Brown v. State

584 So. 2d 209 | Fla. Dist. Ct. App. | 1991

584 So. 2d 209 (1991)

Hugh BROWN, Appellant,
v.
STATE of Florida, Appellee.

No. 91-234.

District Court of Appeal of Florida, First District.

August 16, 1991.

*210 Nancy A. Daniels, Public Defender, P. Douglas Brinkmeyer, Asst. Public Defender, for appellant.

Robert A. Butterworth, Atty. Gen., Gypsy Bailey, Asst. Atty. Gen., for appellee.

PER CURIAM.

Appellant appeals a sentence entered on remand from this court. The sole issue on appeal is whether the trial court erred in its determination of credit for time served.

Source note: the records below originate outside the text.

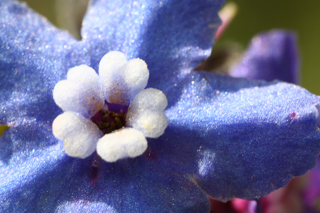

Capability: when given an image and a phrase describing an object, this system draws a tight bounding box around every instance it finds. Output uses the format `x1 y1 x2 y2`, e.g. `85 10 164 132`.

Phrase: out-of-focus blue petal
165 73 320 200
230 30 300 84
0 0 90 126
0 147 209 212
82 0 223 93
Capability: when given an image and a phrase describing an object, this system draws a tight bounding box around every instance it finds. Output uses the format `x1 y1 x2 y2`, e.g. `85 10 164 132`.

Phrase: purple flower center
91 102 128 134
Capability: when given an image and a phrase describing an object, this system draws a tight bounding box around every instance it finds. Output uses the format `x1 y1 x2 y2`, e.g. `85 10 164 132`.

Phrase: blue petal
230 30 300 84
165 73 320 200
0 147 209 212
0 0 90 126
82 0 223 93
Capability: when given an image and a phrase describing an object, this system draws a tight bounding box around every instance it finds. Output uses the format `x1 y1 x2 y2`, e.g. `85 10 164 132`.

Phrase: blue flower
0 0 320 212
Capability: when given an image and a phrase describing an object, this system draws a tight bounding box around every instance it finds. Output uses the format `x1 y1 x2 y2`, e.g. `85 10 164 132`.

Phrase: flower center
91 102 128 135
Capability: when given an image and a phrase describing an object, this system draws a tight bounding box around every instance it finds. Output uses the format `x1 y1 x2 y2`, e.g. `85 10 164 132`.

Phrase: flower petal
0 0 90 126
230 30 300 84
82 0 224 93
165 73 320 200
53 65 105 118
0 152 209 212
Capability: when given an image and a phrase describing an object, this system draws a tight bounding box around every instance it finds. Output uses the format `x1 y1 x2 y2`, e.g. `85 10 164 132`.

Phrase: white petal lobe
128 110 168 138
99 51 149 105
53 65 105 118
52 112 103 158
97 128 148 162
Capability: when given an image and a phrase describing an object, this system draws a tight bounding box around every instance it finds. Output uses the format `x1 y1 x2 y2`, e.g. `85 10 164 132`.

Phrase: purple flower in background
0 0 320 212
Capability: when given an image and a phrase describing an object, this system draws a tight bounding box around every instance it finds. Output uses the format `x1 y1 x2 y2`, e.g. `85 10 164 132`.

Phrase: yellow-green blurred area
20 0 320 95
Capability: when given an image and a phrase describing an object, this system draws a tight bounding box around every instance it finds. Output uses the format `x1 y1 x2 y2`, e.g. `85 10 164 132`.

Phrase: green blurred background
19 0 320 95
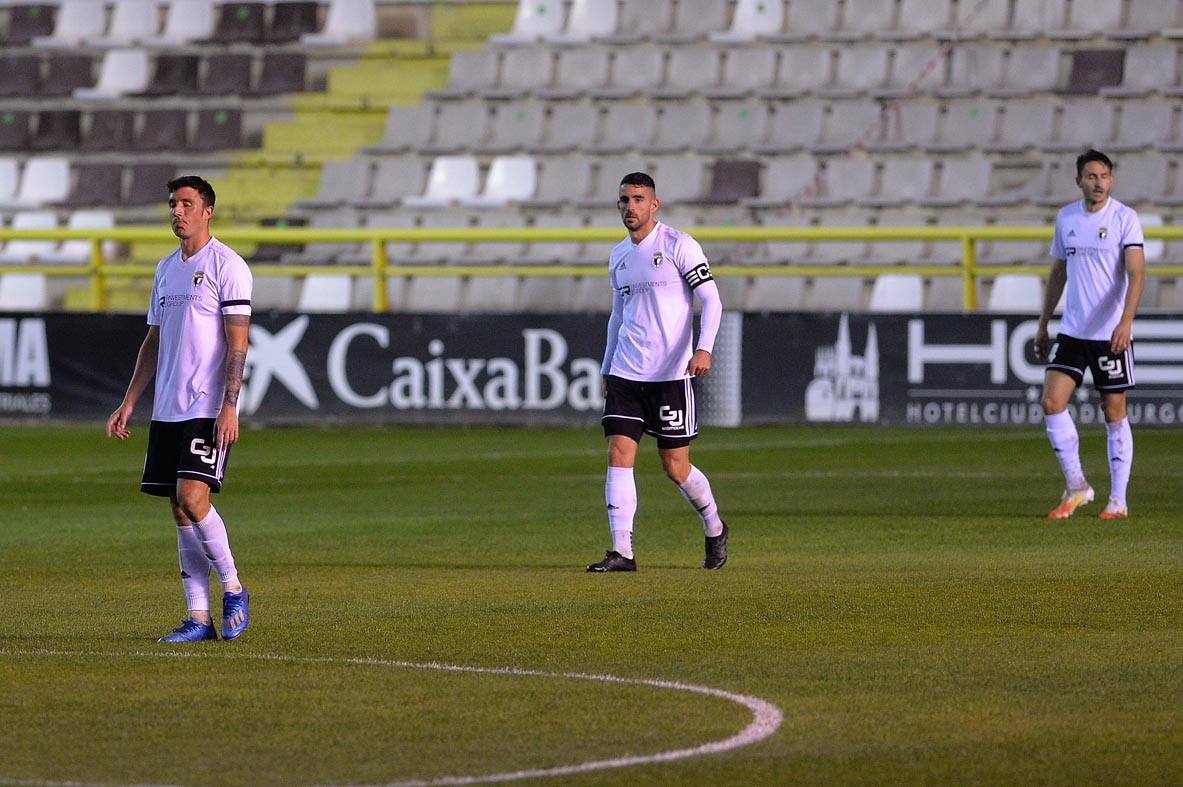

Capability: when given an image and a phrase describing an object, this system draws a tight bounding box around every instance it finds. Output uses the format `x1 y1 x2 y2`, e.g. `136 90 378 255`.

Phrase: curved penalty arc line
0 650 784 787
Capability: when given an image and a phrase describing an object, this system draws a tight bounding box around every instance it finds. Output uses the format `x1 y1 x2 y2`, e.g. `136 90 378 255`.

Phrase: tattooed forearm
222 350 246 407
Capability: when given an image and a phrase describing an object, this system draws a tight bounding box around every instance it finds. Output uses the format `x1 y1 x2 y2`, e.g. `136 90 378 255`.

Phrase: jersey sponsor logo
1097 355 1125 380
683 263 713 290
189 437 218 467
658 405 686 432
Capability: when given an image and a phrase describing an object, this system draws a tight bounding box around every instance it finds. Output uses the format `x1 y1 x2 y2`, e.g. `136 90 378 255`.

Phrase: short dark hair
1077 148 1113 178
620 172 658 194
168 175 214 207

Appellant was initially convicted of one count of attempted first degree murder, two counts of armed robbery, two counts of aggravated assault, and three counts of use of a firearm during the commission of a felony. On appeal, this court reduced the attempted murder conviction to attempted second degree murder and remanded the case for resentencing. Brown v. State, 569 So. 2d 1320 (Fla. 1st DCA 1990). On remand, the trial court resentenced appellant but failed to give him credit for additional time served between the imposition of the first and second sentences. A provision of credit for time served must be specific and include credit for all time served. Rushing v. State, 355 So. 2d 501 (Fla. 2d DCA 1978).

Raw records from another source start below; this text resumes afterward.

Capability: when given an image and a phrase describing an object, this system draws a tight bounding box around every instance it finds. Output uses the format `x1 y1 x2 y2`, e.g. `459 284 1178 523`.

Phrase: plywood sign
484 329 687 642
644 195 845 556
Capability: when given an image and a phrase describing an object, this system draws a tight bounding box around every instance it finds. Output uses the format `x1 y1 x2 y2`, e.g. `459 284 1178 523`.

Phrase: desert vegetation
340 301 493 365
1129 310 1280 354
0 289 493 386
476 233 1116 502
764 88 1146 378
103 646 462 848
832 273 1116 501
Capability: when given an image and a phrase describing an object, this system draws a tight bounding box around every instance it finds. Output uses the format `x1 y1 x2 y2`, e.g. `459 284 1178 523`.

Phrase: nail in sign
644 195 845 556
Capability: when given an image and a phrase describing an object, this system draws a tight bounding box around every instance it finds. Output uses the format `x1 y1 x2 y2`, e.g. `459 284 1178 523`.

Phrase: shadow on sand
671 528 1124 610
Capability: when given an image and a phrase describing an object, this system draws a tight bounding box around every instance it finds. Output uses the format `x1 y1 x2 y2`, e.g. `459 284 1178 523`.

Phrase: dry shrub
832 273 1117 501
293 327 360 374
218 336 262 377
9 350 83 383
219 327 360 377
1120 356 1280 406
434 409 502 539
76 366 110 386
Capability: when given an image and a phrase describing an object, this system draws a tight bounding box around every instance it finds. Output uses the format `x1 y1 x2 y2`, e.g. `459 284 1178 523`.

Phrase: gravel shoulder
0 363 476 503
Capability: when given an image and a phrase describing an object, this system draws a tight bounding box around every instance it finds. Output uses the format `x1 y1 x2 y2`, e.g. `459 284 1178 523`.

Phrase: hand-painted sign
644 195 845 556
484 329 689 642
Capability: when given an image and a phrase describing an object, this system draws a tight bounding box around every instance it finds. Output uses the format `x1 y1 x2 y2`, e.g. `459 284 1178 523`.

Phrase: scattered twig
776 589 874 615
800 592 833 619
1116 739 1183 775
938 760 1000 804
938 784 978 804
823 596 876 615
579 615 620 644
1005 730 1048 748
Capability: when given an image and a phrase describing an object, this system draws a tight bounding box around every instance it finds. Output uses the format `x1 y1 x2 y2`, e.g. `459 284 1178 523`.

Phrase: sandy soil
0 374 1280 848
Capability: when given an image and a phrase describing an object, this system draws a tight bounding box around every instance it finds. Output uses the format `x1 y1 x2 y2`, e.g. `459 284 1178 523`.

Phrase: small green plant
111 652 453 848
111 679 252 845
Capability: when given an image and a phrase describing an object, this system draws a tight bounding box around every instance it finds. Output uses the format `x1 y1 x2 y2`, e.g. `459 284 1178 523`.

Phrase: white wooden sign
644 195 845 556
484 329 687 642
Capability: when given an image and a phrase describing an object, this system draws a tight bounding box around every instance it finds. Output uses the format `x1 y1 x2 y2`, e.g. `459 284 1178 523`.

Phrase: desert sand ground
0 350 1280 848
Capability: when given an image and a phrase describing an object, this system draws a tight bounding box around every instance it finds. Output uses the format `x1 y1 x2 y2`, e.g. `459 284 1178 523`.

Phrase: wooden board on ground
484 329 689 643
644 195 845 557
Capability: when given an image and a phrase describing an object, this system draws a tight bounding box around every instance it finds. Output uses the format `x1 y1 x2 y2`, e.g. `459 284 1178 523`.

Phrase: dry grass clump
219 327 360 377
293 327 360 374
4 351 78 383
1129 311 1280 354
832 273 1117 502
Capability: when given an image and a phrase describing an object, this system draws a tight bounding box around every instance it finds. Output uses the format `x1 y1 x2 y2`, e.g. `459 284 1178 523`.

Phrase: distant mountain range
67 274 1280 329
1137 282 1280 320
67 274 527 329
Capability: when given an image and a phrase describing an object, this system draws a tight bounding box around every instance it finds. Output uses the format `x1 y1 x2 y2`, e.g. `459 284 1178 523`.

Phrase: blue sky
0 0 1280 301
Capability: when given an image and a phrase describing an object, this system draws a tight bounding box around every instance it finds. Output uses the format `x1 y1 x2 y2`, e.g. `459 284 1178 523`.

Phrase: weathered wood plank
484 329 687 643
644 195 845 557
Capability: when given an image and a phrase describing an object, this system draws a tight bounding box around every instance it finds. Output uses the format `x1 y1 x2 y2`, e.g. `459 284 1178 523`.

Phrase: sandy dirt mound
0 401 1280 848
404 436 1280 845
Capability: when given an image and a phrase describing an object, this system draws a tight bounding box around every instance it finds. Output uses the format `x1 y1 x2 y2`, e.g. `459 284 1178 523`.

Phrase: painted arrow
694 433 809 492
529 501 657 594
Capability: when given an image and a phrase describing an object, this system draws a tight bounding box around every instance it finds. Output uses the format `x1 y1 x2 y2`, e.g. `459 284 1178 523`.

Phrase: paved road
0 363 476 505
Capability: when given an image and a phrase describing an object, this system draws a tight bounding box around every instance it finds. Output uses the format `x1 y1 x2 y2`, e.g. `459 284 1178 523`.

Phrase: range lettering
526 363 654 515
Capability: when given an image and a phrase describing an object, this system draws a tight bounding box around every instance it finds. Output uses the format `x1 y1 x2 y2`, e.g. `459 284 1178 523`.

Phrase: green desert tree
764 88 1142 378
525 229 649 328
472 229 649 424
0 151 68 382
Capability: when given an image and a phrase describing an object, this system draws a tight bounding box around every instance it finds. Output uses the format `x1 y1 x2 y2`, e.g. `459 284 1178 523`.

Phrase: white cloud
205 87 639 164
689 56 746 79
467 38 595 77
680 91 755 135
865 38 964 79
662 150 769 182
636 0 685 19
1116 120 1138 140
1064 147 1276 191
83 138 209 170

The state submits that any error regarding credit for time served should be corrected but argues that such an error must first be raised pursuant to a Florida Rule of Criminal Procedure 3.800 motion. We disagree. Sentencing errors may be raised by direct appeal. Polk v. State, 418 So. 2d 388 (Fla. 1st DCA 1982).

Accordingly, the cause is remanded to allow the trial court to resentence appellant, with provision for appropriate credit for time already spent in jail.

SHIVERS, ZEHMER and KAHN, JJ., concur.